Ted Brodie-Mack - Hooey! back cover, published by NSW Bookstall Company, Sydney 1944
Oh, God, that was a commercial enterprise. Yeah, those Robert Langdon sequels are hooey. “The Da Vinci Code” was hooey. I mean, Dan Brown, God bless him, says, Here is a sculpture in a place in Paris! No, it’s way over there. See how a cross is formed on a map? Well, it’s sort of a cross. Those are delightful scavenger hunts that are about as accurate to history as the James Bond movies are to espionage. But they’re as cynical as a crossword puzzle. All we were doing is promising a diversion. There’s nothing wrong with good commerce, provided it is good commerce. By the time we made the third one, we proved that it wasn’t such good commerce. Let me tell you something else about “The Da Vinci Code.” It was my 40th-something birthday. We were shooting in the Louvre at night. I changed my pants in front of the Mona Lisa! They brought me a birthday cake in the Grand Salon! Who gets to have that experience? Any cynicism there? Hell no!

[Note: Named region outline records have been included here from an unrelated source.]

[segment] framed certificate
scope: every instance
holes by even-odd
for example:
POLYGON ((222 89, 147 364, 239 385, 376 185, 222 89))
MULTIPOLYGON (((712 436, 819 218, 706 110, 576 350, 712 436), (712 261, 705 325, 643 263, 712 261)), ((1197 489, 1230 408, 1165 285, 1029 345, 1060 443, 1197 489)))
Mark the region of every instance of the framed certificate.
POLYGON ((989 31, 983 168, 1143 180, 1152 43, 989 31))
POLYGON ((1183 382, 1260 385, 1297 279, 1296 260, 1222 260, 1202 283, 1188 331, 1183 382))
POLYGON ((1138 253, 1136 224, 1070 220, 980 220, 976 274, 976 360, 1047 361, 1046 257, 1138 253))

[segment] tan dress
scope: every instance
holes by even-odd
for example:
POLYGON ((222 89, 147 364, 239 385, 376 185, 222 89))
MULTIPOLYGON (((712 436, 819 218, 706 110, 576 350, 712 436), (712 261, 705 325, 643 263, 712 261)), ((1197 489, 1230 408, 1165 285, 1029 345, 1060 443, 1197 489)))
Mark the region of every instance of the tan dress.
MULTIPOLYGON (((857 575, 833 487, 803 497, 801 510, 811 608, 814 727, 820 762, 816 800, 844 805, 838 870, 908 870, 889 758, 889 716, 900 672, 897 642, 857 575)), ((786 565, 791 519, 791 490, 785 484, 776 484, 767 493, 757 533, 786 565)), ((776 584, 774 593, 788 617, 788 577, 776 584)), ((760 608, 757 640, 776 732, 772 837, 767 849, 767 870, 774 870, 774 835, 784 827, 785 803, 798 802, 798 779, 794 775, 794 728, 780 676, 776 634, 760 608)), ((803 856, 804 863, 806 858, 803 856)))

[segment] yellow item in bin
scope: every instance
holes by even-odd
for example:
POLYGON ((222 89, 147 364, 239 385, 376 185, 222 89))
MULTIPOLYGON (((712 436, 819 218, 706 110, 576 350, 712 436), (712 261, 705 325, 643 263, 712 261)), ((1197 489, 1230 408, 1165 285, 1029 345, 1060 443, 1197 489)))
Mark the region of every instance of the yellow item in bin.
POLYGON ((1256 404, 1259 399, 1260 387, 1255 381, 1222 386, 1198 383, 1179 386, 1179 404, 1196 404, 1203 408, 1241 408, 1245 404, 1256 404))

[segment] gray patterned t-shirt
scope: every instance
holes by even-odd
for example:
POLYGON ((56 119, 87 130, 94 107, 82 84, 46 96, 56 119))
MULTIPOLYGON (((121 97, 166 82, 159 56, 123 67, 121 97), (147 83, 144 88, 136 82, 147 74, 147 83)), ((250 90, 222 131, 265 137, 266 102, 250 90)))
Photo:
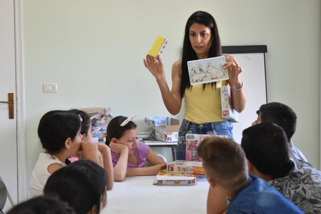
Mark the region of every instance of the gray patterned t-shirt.
POLYGON ((321 173, 307 163, 291 159, 294 165, 287 175, 269 184, 304 213, 321 214, 321 173))

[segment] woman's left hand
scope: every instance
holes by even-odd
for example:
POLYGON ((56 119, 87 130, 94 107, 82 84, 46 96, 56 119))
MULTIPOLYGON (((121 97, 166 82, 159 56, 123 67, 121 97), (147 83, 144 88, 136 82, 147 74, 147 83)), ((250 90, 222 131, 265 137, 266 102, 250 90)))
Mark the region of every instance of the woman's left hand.
POLYGON ((236 86, 239 84, 240 86, 241 83, 239 74, 243 71, 243 69, 235 58, 233 57, 232 60, 231 59, 231 61, 227 62, 222 65, 223 68, 227 69, 229 78, 233 81, 233 83, 236 86))

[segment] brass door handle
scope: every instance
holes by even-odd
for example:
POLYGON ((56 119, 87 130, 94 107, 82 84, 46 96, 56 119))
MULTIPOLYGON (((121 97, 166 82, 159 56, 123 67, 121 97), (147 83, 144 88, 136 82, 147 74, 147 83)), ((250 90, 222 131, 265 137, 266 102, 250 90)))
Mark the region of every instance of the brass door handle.
POLYGON ((9 119, 13 119, 14 118, 13 113, 13 93, 8 93, 8 100, 0 101, 0 103, 9 104, 9 119))

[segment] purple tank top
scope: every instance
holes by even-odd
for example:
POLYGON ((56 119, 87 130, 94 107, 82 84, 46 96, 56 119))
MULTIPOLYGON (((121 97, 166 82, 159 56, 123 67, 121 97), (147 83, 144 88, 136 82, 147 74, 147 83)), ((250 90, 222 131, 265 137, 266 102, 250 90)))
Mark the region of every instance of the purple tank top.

Tom Hanks, in the NYTimes, about the Robert Langdon/DaVinci Code movies
i just really appreciate that when he was like 'i'm not cynical, i don't like doing cynical stuff' and the reporter was like 'um, you were in the davinci code my dude,' he was like 'they're too silly to be cynical, come on' because that's actually hella valid and maybe part of my problem with the books and the movies all along--that they were trying to present themselves as clever, incisive takedowns of major historical conspiracies, but they're just (as tom put it) HOOEY. nonsensical, ahistorical HOOEY.